Die Abfrage der US-amerikanischen >>> Skin Deep cosmetic safety database der Environmental Working Group ist leider nur auf Englisch möglich. Die Suche kann nach Produktnamen, Inhaltsstoffen oder Herstellern erfolgen. Erfasst sind Produkte aus den Gruppen: Make-up, Hautpflege inkl. Parfums und Hygieneartikel, Haarpflege, Augenpflege (Kontaktlinsen, Make-up-Entferner), Nagelpflege, Babypflege, Mund- und Zahnhyghiene, Sonnenschutz, Diverse. Die Datenbank enthält nur Produkte, die auch in den USA auf dem Markt sind. Die Bewertung erfolgt mit einem Ampelsystem (0-2 = grün = geringe, 3-6 = gelb = mittlere, 7-9 = rot = hohe Gefährdung).

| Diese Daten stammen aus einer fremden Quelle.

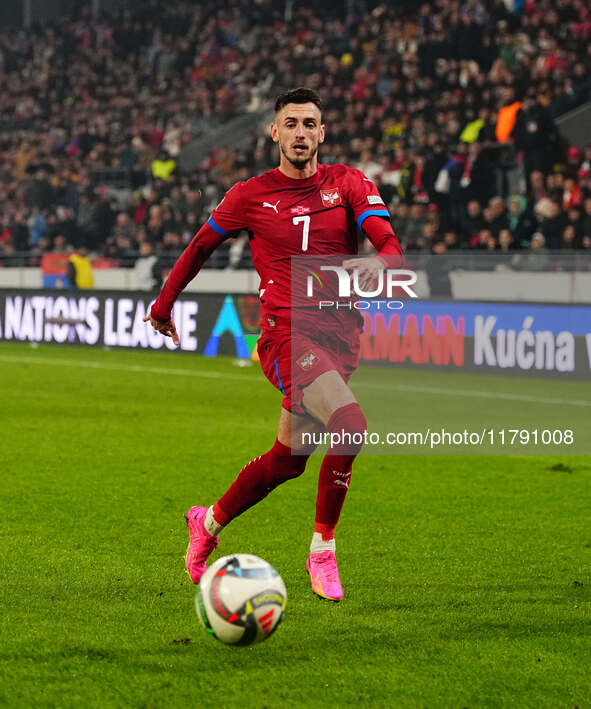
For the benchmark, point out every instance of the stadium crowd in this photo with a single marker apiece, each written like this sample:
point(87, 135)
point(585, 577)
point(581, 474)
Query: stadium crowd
point(448, 106)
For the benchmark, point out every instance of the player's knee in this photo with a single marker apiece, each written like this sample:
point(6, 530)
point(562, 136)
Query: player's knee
point(284, 465)
point(347, 426)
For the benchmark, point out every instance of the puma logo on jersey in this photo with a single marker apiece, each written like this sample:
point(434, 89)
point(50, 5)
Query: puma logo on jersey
point(272, 206)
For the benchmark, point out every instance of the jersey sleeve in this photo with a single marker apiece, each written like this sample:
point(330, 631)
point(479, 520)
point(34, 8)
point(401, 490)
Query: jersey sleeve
point(364, 198)
point(228, 216)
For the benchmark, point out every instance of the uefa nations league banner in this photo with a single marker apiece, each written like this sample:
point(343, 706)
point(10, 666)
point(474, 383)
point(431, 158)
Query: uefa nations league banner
point(478, 337)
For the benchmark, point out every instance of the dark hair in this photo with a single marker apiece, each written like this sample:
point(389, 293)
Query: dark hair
point(299, 95)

Kurzanleitung: Entweder den genauen Produktnamen oder Teile des Namens oder den Namen des Herstellers eingeben. Per Mausclick das Produkt aus der sich öffnenden Liste anwählen. Die sich dann öffende Seite zeigt, mit welchen Risiken das Kosmetikprodukt ggf. in Verbindung gebracht wird: Krebs, Entwicklungs- / Fruchtbarkeitsstörungen, Allergien / Immunotoxizität, Anwendungsbeschränkungen, andere Risiken. Diese Übersicht bietet auch eine Auflistung aller Inhaltsstoffe und – wiederum mit dem Ampelsystem – eine Bewertung. Bei Sonnenschutzprodukten wird zusätzlich deren Stärke bewertet. Alternativ besteht die Möglichkeit, sich über Rubriken zum Produkt durchclicken.
Eine vergleichbare Datenbank zur Prüfung der auf dem deutschen Markt befindlichen Kosmetika – und in deutscher Sprache – gibt es bisher nicht.